Antes de que Cristian pudiera alegar nada acerca de esa última y extraña afirmación, sonó un portazo.

—¡Serás hijo de puta! —dijo uno de los dos que habían llegado tan airados, mientras se iba hacia el místico y lo cogía del cuello.

—Quieto, Jorge —le dijo el otro sujetándole.

—¿Cómo que quieto? ¡¡Cuatro horas me ha tenido encerrado en un ascensor enano, y tú vas y me separas!!

—Sois vosotros... —pudo decir entonces Cristian.

—¿Y quién carajo eres tú? —continuó gritando Jorge.

—Es el tercero —comentó el otro en su lugar, aunque sin estar muy convencido—. ¿Verdad? Eres el otro —se dirigió a él.

—Sí, soy Cristian. Salí hace un momento, y llevo un rato pensando una muerte lenta y dolorosa, en la que una enorme fuerza mental no sirva de nada.

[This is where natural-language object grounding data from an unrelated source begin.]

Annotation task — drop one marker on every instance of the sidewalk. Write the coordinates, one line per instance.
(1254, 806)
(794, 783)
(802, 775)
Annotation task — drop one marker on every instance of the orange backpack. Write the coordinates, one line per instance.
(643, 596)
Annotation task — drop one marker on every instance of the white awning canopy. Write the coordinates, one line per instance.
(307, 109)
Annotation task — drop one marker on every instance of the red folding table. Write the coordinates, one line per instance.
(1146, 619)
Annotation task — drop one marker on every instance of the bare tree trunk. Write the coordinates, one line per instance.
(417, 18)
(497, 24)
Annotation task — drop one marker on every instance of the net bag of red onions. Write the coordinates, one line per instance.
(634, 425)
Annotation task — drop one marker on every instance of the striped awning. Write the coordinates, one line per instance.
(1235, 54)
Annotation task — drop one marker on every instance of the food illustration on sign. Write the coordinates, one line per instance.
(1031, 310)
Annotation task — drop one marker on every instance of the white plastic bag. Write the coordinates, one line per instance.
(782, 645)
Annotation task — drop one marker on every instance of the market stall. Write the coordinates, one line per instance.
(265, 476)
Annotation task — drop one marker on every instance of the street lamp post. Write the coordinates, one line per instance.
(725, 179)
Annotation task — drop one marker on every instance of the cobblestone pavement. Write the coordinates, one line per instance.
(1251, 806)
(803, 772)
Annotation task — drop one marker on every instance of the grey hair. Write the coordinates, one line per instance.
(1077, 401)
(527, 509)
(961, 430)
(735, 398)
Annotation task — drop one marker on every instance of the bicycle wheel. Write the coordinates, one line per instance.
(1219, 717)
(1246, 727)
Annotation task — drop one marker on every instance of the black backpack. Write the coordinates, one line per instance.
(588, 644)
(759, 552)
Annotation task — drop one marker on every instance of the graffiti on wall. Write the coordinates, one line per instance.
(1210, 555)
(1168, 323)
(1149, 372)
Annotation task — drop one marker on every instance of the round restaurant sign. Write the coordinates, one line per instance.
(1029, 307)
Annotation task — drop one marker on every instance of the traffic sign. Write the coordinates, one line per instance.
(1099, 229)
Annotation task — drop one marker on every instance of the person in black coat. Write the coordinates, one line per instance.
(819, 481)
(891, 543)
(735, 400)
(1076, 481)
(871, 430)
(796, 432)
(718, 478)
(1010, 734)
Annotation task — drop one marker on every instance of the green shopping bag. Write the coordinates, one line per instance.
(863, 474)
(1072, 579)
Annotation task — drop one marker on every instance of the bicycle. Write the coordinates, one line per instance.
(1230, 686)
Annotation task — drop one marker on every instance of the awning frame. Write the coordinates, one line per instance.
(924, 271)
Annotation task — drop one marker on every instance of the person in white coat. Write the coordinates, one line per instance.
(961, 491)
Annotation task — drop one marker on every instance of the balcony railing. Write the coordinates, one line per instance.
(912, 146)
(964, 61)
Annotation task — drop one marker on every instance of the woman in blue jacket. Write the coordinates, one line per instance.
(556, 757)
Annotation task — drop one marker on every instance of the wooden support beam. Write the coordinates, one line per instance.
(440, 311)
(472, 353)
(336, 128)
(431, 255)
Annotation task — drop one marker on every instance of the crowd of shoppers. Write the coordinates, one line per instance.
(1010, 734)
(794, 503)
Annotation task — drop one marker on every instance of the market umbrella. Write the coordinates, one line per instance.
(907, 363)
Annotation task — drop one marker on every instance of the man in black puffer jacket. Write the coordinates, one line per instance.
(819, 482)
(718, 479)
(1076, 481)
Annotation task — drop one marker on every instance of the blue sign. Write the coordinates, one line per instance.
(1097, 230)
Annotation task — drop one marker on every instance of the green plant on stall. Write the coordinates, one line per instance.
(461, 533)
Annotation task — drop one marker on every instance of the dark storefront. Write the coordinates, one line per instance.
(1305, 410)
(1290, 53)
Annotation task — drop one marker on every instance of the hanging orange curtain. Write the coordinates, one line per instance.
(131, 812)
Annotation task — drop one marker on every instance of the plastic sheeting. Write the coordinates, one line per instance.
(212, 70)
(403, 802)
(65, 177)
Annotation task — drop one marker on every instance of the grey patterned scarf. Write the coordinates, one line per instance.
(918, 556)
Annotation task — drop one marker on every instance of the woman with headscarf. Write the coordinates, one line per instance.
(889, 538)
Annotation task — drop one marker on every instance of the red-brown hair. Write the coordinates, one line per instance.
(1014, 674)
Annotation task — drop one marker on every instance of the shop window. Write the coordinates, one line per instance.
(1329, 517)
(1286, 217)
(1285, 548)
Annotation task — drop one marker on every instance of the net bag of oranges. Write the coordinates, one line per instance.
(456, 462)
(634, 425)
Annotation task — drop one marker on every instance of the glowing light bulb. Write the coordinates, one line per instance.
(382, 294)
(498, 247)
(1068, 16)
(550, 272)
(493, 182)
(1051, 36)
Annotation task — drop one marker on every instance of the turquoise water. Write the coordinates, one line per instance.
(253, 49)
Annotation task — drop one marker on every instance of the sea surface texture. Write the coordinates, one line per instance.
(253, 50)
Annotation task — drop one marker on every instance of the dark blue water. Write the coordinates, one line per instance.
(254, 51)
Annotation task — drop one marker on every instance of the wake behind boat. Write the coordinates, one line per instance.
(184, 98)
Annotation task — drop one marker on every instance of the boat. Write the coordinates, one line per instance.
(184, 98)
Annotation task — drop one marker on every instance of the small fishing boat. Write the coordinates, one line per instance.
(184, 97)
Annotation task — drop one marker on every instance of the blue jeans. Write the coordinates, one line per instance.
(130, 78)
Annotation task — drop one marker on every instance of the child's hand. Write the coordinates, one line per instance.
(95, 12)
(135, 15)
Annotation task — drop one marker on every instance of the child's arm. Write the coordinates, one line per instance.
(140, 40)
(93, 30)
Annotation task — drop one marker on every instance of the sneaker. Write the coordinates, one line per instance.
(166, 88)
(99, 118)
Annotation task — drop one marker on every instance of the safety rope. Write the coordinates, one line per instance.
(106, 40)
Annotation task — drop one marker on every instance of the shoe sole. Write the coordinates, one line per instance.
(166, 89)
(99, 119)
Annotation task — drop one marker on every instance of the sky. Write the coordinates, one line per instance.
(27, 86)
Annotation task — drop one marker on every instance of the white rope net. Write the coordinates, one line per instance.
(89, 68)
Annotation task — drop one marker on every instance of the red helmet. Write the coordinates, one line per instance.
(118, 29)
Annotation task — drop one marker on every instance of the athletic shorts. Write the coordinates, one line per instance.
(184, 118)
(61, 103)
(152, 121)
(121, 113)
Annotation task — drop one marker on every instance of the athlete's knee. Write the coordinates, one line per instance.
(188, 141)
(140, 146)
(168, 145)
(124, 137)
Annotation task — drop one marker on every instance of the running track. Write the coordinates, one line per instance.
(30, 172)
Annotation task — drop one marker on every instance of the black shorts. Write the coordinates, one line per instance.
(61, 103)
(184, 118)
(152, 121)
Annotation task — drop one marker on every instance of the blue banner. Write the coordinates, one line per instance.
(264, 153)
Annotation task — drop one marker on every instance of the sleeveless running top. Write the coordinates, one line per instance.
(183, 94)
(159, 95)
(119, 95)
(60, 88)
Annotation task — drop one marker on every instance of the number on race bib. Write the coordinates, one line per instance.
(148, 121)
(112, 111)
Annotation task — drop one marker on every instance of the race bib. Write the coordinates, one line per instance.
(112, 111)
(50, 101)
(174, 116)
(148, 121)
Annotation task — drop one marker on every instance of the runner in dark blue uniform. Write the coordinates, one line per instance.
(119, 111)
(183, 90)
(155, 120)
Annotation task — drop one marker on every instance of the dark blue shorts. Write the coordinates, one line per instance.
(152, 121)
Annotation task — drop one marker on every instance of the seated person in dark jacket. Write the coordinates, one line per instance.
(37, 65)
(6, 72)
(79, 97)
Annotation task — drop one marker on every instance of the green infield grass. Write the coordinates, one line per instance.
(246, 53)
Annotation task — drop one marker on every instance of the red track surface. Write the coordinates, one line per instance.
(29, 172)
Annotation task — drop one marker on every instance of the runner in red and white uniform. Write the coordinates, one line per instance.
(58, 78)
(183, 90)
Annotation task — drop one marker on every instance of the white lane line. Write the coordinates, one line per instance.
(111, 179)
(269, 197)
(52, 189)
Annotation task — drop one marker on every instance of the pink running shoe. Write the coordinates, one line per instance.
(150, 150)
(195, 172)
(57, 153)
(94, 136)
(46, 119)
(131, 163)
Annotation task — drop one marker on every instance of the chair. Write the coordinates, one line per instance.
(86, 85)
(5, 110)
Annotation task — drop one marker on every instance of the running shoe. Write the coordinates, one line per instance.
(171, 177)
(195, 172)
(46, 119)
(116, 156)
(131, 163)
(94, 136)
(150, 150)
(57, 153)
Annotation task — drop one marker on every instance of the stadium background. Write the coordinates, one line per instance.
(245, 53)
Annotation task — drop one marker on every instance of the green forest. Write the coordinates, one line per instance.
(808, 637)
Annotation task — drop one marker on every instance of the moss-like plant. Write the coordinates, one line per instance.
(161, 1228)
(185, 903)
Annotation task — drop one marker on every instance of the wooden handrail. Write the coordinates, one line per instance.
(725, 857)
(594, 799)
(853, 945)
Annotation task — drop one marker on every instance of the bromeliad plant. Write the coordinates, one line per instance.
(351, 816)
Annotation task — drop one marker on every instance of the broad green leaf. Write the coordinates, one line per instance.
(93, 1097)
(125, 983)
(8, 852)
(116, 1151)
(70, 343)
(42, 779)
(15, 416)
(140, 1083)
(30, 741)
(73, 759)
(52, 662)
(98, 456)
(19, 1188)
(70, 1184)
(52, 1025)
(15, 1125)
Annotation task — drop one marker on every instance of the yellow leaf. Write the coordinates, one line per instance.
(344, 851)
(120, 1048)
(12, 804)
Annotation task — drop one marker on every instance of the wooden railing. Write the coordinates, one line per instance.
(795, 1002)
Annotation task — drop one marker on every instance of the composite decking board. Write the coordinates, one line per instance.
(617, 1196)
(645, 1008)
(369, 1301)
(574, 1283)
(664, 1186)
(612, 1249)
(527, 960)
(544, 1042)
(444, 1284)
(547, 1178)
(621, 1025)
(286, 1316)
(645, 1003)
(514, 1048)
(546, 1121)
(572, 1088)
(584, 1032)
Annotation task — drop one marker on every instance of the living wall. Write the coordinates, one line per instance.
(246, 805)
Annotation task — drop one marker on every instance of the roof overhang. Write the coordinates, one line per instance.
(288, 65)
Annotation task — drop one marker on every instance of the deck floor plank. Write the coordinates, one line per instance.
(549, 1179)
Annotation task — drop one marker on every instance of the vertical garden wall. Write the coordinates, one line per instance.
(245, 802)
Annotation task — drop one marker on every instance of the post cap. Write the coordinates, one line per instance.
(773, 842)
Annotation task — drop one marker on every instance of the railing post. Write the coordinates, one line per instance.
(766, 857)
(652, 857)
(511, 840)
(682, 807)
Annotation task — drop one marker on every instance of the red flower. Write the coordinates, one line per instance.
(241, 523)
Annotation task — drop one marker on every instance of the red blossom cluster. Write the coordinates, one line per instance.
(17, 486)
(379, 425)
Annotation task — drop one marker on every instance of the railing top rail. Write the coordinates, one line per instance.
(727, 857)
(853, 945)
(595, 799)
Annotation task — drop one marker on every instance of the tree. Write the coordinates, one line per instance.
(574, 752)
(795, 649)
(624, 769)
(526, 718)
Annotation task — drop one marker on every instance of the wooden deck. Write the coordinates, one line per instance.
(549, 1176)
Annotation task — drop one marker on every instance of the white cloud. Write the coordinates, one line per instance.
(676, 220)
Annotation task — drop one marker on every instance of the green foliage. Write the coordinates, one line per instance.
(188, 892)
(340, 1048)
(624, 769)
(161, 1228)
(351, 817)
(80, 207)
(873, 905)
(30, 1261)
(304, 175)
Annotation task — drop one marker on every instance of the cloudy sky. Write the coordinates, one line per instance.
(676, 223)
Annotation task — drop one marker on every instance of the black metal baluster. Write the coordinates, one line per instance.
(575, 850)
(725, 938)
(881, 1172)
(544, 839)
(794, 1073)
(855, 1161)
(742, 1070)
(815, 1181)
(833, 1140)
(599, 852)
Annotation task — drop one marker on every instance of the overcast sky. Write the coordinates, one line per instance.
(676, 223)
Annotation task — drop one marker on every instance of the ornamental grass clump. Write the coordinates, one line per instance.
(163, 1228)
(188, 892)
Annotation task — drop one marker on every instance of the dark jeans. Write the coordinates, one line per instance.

—Yo soy Santi, el del vértigo, y este es mi hermano Jorge, el estresado por la claustrofobia.

—No, en serio, ¿qué os pasa? ¡Vamos a cargárnoslo ya! ¿No querías herederos fuertes? —le dijo al místico—. Pues fuertes no sé, pero herederos vamos a ser ya mismo.

—¿Vais a acabar alguna vez de decir tonterías? —dijo el enigmático (y todo lo demás), en un tono amenazante—. Porque tengo mejores cosas que hacer.

—¿Ah, sí? ¡¿Tienes que joderle la vida a alguien más?! —gritó de nuevo Jorge.

—A vosotros os he solucionado la vida. Tendríais que estar agradecidos.

—Me das pena —comentó Santi.

—¿Qué? —preguntó confuso el místico.

—Que me das pena —repitió de forma lenta y vocalizando demasiado—. Porque no somos nosotros los débiles, sino tú.

—¿Qué? —repitió sin dar crédito a lo que oía.

Los tres en ese momento se dieron cuenta de que podían matar a aquel extraño individuo, pero le daría igual, porque estaba mentalizado y preparado para soportar estoicamente esa reacción, bastante previsible por otra parte. Sin embargo, observaron en ese atisbo de duda, que no estaba preparado para oír críticas o verdades y, mucho menos, para que pusieran en duda su método o manera de vivir, y era por ahí por donde pensaban atacar.

—¡Un ser superior! dices —comentaba Cristian, imitando su grandilocuencia anterior—. Tú no sabes ni lo que es eso.

—Si fueras un ser superior ayudaría a los demás a superar sus miedos, pero aceptándolos tal y como son —dijo ahora Jorge.

—Sí, sin imposiciones, y sin obligarles a tirarse treinta y siete veces en paracaídas sin poder siquiera parpadear. No es muy sencillo, ¿sabes? —añadió Santi.

—Y además tu método... —comenzó a atacar Cristian—. Tu método es una auténtica mierda. Porque, por si no lo sabes, seguramente Jorge no vuelva a subirse a un ascensor en la vida...

—Y yo desde luego voy a mudarme a un bajo —completó Santi, acercándose a Cristian y pasándole el brazo por encima de los hombros.

—Exacto —siguió Cristian—. Y en cuanto a mí... en cuanto a mí...

Se calló de pronto, haciendo una mueca extraña con la cara.

—Y en cuanto a él —dijo Jorge mirándolo para que acabara su frase.

—Creo que me está dando un infarto —consiguió decir en un hilo de voz.